Successful climbers included Samina Baig, the first Pakistani woman to climb K2, and Norwegian Kristin Harila, who is in hot pursuit of Nimsdai’s record of 14 eight-thousanders in six months and six days. They and the vast majority of commercially supported climbers used supplementary oxygen.
Among the notable exceptions were three young female climbers, Jing He of China, Grace Tseng of Taiwan and Stefi Troguet of Andorra. “I can’t believe it. I’m on top of K2, with no O2. The hardest thing I’ve ever done,” Troguet tweeted from the summit via satellite tracker. She dedicated the climb to friends Sergi Mingote and Muhammad Ali Sadpara, who died on K2 in winter 2021, and Antonios Sykaris, lost on Dhaulagiri last April.
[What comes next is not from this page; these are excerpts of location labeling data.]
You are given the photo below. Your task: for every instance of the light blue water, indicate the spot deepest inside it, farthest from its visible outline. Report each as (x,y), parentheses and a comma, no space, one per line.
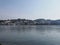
(30,35)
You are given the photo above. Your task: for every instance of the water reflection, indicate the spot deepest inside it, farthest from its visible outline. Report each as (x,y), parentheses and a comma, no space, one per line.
(30,35)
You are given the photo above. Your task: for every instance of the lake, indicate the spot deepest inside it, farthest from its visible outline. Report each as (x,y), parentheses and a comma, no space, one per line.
(30,34)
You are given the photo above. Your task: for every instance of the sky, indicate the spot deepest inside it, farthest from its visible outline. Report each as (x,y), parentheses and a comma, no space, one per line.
(30,9)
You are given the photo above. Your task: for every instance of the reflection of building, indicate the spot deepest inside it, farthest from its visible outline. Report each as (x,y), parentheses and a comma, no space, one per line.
(29,22)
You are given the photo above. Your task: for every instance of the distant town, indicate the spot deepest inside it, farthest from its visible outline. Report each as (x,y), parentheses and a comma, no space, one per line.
(29,22)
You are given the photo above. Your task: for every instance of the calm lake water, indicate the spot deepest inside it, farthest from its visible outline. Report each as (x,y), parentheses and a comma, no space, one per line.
(30,35)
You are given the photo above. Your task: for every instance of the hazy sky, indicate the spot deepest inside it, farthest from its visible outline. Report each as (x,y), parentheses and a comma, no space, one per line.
(30,9)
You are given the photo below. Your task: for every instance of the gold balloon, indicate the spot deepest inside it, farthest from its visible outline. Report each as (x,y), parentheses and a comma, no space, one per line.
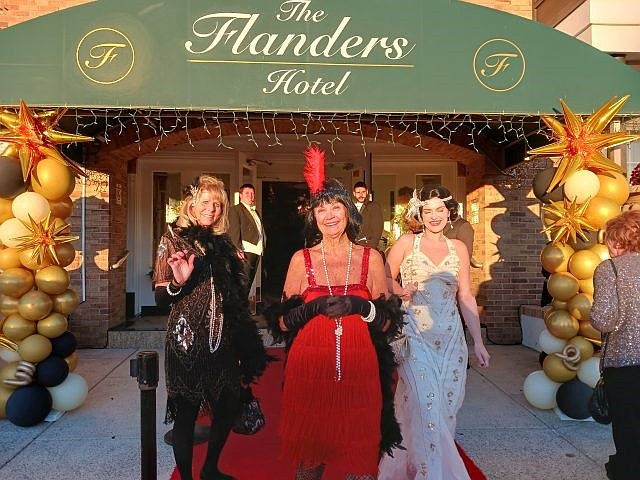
(601,210)
(52,326)
(5,393)
(581,186)
(586,285)
(72,361)
(614,186)
(30,260)
(562,286)
(17,328)
(588,332)
(541,183)
(555,257)
(584,345)
(66,253)
(9,258)
(15,282)
(61,208)
(35,348)
(5,209)
(583,263)
(555,369)
(53,280)
(8,305)
(601,250)
(580,306)
(581,244)
(66,302)
(35,305)
(562,325)
(7,372)
(52,179)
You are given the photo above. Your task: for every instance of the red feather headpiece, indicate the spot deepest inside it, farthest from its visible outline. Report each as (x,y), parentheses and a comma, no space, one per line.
(314,168)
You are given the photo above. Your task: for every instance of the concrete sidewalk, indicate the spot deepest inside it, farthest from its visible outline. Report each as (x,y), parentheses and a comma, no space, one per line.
(506,437)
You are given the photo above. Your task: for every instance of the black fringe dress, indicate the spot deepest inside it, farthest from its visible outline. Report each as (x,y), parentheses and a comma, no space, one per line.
(212,343)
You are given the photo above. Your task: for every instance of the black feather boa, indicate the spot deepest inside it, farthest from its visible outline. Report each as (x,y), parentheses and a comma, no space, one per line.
(391,311)
(230,279)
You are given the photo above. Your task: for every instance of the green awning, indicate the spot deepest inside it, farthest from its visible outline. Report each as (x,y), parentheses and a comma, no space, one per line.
(362,56)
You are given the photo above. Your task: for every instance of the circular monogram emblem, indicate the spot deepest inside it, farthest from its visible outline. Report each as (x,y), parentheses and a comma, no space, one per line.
(499,65)
(105,56)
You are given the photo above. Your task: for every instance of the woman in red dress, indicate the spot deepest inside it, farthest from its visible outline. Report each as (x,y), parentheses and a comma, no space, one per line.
(336,405)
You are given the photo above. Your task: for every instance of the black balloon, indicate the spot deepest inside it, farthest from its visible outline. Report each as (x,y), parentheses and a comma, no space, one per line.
(52,371)
(540,184)
(11,183)
(28,405)
(64,345)
(573,399)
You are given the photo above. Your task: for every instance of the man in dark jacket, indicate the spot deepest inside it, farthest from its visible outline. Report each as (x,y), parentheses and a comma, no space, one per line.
(372,221)
(246,230)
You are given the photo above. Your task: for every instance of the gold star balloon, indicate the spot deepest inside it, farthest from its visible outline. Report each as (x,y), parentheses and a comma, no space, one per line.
(579,142)
(569,222)
(43,238)
(35,136)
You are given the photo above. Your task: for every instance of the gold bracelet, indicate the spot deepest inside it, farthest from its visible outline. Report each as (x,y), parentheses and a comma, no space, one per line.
(171,292)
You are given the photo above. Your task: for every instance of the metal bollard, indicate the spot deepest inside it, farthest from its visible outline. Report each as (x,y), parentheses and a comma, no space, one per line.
(145,368)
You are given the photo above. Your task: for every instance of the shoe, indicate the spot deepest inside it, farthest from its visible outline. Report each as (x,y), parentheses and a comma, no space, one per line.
(217,475)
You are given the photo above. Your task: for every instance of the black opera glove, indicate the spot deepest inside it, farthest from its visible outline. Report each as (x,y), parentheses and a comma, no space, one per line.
(339,306)
(297,317)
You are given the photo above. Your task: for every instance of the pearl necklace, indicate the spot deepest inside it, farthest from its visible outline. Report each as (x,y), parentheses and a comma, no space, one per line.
(338,321)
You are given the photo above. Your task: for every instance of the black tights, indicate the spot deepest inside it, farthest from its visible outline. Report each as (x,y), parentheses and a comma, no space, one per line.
(186,416)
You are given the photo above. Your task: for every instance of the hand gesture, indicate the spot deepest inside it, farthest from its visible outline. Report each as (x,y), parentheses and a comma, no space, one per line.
(481,355)
(181,265)
(408,291)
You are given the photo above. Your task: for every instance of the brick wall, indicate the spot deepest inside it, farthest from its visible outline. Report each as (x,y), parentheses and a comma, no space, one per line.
(523,8)
(102,211)
(16,11)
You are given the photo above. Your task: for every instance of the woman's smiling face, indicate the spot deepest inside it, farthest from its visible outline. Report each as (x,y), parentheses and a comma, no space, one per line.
(331,218)
(207,211)
(435,215)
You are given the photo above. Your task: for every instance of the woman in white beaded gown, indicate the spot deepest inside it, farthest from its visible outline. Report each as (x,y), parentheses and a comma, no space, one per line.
(435,278)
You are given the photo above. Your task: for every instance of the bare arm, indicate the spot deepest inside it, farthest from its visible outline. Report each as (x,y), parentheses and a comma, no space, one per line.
(376,281)
(400,249)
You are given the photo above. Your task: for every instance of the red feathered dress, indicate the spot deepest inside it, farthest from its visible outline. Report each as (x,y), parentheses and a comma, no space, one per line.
(324,420)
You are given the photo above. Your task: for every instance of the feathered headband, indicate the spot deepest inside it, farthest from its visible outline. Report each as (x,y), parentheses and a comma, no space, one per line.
(414,205)
(321,188)
(314,168)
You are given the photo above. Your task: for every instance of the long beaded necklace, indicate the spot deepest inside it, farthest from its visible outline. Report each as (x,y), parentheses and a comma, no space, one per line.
(338,321)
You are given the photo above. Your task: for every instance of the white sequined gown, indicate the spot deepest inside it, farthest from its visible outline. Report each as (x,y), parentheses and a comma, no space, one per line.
(432,379)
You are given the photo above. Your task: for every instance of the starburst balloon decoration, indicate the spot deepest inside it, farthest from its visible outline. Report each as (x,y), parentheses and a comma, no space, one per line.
(579,142)
(43,238)
(570,221)
(35,136)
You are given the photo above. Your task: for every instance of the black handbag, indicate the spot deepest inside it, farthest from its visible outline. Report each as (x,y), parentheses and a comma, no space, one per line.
(598,404)
(251,419)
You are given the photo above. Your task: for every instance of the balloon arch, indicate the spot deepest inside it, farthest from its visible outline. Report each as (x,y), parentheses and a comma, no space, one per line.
(579,194)
(36,181)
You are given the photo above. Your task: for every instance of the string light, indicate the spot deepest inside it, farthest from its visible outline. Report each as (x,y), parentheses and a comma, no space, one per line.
(392,128)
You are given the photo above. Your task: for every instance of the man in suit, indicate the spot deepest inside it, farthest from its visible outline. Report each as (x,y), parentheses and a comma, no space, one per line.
(246,230)
(372,221)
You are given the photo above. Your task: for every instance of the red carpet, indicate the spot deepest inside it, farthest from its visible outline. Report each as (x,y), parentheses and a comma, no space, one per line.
(254,457)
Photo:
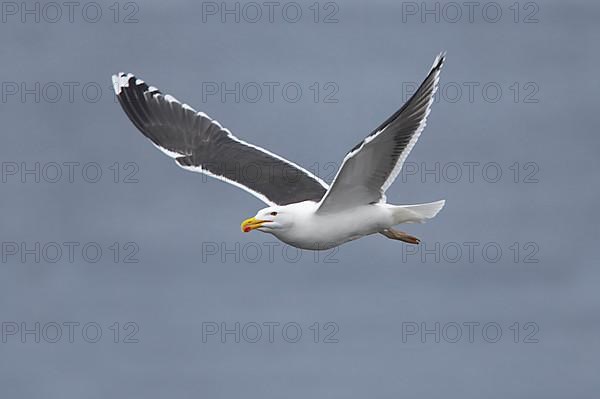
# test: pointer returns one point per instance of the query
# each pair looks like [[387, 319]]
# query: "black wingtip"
[[439, 61]]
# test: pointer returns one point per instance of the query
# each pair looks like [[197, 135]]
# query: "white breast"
[[318, 232]]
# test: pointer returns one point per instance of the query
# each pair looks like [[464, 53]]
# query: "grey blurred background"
[[183, 267]]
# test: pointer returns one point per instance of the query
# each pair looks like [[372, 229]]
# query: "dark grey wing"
[[201, 144], [372, 166]]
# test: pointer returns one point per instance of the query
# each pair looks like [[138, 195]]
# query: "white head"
[[270, 220]]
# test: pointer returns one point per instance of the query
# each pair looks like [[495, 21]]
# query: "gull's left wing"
[[199, 143], [371, 166]]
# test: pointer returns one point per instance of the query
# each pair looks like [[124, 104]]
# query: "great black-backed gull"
[[303, 210]]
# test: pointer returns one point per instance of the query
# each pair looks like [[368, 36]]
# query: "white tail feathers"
[[418, 213]]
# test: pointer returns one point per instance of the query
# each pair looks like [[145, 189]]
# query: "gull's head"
[[268, 220]]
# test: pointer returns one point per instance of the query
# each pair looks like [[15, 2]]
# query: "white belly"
[[319, 232]]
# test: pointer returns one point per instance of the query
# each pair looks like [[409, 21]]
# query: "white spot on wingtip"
[[171, 99]]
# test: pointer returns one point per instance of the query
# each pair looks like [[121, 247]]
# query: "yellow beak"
[[251, 224]]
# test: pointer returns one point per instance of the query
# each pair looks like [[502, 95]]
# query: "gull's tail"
[[418, 213]]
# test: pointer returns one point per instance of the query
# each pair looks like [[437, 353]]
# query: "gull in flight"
[[303, 210]]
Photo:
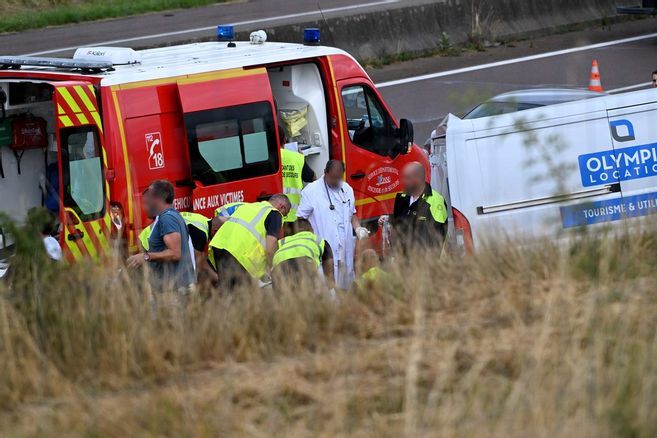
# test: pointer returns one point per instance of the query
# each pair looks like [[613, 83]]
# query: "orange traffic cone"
[[594, 83]]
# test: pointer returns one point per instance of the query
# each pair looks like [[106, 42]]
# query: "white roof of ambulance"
[[206, 57]]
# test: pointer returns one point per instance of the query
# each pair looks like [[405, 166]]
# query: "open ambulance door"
[[232, 135], [83, 190], [371, 141]]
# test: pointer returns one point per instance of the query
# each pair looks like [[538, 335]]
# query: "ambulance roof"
[[188, 59], [196, 58]]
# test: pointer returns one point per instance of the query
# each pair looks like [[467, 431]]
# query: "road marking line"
[[317, 13], [629, 88], [513, 61]]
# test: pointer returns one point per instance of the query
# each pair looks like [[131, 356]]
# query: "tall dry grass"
[[540, 341]]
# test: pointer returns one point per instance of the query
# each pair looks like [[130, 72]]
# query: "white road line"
[[629, 88], [513, 61], [316, 13]]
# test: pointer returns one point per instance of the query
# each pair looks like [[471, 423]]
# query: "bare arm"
[[173, 253]]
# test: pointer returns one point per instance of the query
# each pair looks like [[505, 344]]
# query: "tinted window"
[[488, 109], [84, 184], [232, 143], [370, 126]]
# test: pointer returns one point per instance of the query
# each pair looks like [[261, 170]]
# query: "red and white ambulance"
[[85, 136]]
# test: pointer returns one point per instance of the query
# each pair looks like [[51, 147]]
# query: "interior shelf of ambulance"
[[27, 148], [299, 94]]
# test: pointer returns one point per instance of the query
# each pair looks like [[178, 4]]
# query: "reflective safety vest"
[[373, 277], [227, 210], [292, 182], [302, 244], [196, 220], [244, 236]]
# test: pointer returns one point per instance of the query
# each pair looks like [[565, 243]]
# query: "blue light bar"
[[225, 33], [311, 36]]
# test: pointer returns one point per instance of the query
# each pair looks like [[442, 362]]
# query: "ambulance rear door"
[[232, 137], [84, 192]]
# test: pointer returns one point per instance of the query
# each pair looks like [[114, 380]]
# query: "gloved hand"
[[362, 233]]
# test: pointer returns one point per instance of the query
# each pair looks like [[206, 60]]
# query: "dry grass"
[[534, 342]]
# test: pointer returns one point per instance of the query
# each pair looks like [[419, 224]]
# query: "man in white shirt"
[[330, 207]]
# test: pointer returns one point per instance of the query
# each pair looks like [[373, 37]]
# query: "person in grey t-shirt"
[[169, 256]]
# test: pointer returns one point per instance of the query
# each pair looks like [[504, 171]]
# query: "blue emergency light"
[[311, 36], [225, 33]]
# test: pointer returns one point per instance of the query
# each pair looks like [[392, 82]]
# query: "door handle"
[[76, 236], [264, 196]]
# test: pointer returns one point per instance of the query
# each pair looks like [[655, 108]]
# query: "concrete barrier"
[[418, 29]]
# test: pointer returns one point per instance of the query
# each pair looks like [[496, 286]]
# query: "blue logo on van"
[[612, 166], [622, 130]]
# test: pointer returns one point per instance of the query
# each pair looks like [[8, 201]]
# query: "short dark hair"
[[331, 164], [282, 198], [162, 189]]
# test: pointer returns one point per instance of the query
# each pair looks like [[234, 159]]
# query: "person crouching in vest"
[[303, 253], [419, 219], [295, 173], [245, 243]]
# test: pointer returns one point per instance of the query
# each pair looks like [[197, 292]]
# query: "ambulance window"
[[84, 184], [370, 126], [232, 143]]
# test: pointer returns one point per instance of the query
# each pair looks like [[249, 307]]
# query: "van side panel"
[[519, 176]]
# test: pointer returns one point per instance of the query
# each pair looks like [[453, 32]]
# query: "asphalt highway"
[[424, 90]]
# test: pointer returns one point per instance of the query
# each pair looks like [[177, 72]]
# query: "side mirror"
[[406, 135]]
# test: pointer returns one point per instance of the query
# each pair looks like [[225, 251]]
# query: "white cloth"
[[52, 248], [334, 226]]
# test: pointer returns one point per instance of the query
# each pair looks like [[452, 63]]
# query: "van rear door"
[[528, 174], [84, 192], [634, 135], [232, 137]]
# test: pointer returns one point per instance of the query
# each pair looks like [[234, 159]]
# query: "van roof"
[[206, 57], [188, 59]]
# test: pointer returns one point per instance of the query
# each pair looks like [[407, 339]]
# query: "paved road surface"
[[159, 28], [425, 102]]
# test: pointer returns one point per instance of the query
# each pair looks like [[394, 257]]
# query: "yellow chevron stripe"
[[66, 121], [84, 97], [73, 247], [90, 246], [82, 119], [69, 99]]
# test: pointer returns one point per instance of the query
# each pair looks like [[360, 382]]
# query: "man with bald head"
[[420, 214]]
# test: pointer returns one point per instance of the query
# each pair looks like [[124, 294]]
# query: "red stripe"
[[94, 237]]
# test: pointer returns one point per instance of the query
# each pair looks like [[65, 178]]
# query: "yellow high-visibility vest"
[[292, 182], [302, 244], [244, 236], [196, 220]]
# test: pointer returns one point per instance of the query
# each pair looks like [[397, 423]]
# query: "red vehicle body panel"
[[138, 117]]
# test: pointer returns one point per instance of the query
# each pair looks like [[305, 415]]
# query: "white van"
[[547, 170]]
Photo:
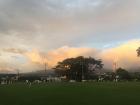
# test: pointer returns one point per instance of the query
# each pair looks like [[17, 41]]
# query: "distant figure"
[[100, 79], [117, 78]]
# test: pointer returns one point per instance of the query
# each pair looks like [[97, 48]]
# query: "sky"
[[36, 31]]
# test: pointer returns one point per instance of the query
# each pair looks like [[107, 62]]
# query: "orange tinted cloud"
[[125, 55], [54, 56]]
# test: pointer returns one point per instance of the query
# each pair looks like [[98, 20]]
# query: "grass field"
[[127, 93]]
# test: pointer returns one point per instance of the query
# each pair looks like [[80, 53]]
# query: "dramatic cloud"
[[80, 25]]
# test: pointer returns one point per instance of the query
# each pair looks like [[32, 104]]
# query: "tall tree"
[[78, 68], [138, 51], [123, 74]]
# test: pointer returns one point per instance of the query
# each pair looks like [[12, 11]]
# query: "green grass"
[[124, 93]]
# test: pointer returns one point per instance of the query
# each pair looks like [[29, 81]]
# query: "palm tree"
[[138, 51]]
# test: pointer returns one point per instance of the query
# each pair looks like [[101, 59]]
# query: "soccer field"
[[92, 93]]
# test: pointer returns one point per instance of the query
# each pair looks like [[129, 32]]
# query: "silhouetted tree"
[[123, 74], [78, 68]]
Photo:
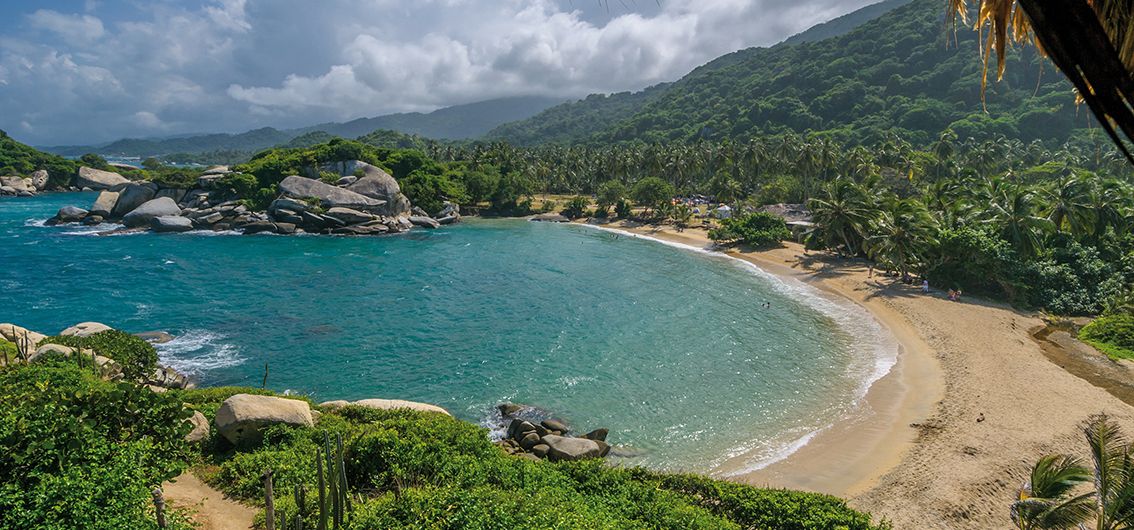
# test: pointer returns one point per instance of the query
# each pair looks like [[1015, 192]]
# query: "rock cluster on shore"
[[364, 201], [549, 438]]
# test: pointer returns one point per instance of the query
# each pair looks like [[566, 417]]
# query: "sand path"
[[211, 510]]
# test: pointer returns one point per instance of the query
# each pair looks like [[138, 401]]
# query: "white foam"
[[874, 348], [196, 351]]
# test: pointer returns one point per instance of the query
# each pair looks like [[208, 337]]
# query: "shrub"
[[755, 229], [1113, 335]]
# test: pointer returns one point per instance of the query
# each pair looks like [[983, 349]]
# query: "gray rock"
[[328, 195], [134, 195], [424, 221], [560, 448], [167, 224], [98, 178], [144, 213], [104, 203], [40, 179], [242, 418], [349, 216], [70, 215]]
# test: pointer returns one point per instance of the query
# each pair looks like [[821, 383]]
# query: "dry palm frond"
[[1090, 41]]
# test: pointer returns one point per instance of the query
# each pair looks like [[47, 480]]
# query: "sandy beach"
[[954, 428]]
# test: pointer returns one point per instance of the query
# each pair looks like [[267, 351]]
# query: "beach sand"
[[954, 429]]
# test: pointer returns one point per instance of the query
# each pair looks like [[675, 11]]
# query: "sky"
[[84, 72]]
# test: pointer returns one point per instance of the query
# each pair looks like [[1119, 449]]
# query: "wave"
[[873, 353], [199, 351]]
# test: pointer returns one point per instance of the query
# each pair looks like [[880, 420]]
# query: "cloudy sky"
[[95, 70]]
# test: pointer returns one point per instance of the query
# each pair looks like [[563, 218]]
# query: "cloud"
[[153, 68]]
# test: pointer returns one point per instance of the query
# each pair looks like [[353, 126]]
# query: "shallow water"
[[670, 350]]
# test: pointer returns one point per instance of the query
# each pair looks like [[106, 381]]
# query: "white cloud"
[[234, 65]]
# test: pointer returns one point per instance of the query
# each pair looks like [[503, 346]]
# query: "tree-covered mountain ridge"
[[908, 73]]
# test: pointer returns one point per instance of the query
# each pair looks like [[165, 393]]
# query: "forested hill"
[[906, 73]]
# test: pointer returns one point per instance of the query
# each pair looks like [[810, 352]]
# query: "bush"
[[756, 229], [1113, 335], [137, 358]]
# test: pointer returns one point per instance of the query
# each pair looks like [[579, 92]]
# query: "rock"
[[132, 196], [598, 435], [69, 215], [530, 440], [99, 179], [348, 216], [550, 218], [168, 224], [143, 215], [328, 195], [104, 203], [16, 335], [555, 425], [85, 329], [200, 431], [242, 417], [560, 448], [424, 221], [390, 404], [40, 179]]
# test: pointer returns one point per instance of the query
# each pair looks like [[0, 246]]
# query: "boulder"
[[143, 215], [349, 216], [390, 404], [200, 431], [40, 179], [167, 224], [84, 329], [424, 221], [134, 195], [99, 179], [69, 215], [561, 447], [104, 203], [328, 195], [242, 418]]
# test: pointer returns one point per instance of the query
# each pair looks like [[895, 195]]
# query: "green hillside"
[[904, 73]]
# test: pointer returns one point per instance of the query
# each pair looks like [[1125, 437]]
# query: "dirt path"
[[211, 509]]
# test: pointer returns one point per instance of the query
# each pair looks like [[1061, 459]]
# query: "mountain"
[[845, 24], [458, 122], [905, 73]]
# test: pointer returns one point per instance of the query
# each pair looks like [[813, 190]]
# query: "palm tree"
[[1047, 501]]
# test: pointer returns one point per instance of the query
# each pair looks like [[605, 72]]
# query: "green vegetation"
[[758, 229], [1111, 334], [83, 453], [137, 358]]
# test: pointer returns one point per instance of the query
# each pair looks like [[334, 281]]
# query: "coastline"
[[973, 402], [852, 454]]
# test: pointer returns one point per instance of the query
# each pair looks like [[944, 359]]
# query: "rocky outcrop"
[[242, 418], [143, 215], [98, 179]]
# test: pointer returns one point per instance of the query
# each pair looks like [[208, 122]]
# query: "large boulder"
[[104, 203], [40, 179], [561, 447], [98, 178], [328, 195], [391, 404], [84, 329], [242, 418], [133, 195], [167, 224], [143, 215]]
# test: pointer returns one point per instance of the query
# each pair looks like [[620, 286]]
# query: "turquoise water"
[[670, 348]]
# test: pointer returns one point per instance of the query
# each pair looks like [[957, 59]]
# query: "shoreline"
[[852, 454]]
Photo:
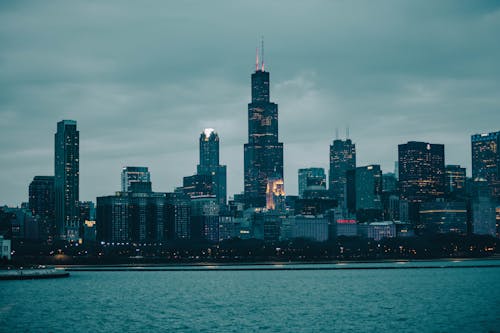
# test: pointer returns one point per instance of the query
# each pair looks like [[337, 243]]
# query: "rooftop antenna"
[[256, 58], [262, 52]]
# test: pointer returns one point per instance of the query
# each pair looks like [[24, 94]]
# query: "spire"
[[262, 50], [256, 59]]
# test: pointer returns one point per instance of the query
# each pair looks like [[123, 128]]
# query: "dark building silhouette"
[[454, 180], [66, 184], [143, 217], [134, 174], [421, 177], [311, 177], [209, 164], [444, 216], [263, 154], [41, 205], [486, 160], [342, 159], [201, 185], [364, 192], [389, 182]]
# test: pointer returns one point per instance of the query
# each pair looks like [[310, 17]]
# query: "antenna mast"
[[262, 54]]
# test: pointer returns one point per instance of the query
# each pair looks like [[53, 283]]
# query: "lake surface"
[[464, 299]]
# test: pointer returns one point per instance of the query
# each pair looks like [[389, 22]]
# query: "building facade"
[[209, 164], [421, 176], [311, 177], [455, 180], [486, 159], [42, 205], [444, 216], [342, 159], [66, 182], [134, 174], [263, 154]]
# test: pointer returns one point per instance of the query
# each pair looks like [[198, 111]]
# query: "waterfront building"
[[364, 192], [389, 182], [444, 216], [178, 216], [143, 217], [209, 164], [89, 232], [5, 248], [454, 180], [311, 177], [497, 210], [342, 159], [315, 228], [263, 154], [66, 182], [421, 177], [200, 185], [275, 194], [483, 209], [378, 230], [205, 218], [485, 149], [134, 174], [41, 205]]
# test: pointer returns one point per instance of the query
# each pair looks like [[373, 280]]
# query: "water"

The salute comes as a reminder that despite giving up a record number of summits this week, K2 has not lost its edge. Even in this historic season of fine weather and clockwork efficiency, the Savage Mountain claimed three aspirants. Afghan Ali Akbar Sakhi died July 21 of apparent altitude complications at Camp 3. Canadian Richard Cartier and Matthew Eakin of Australia disappeared while descending from Camp 4 the next day. Their bodies were found near Japanese Camp 1 and Advanced Base Camp on Tuesday, not far from the rope lines that scores of triumphant summiteers followed home.
Top Photo: A frame from Mingma G’s recording of the quue at the K2 Bottleneck taken the morning of July 22, 2022.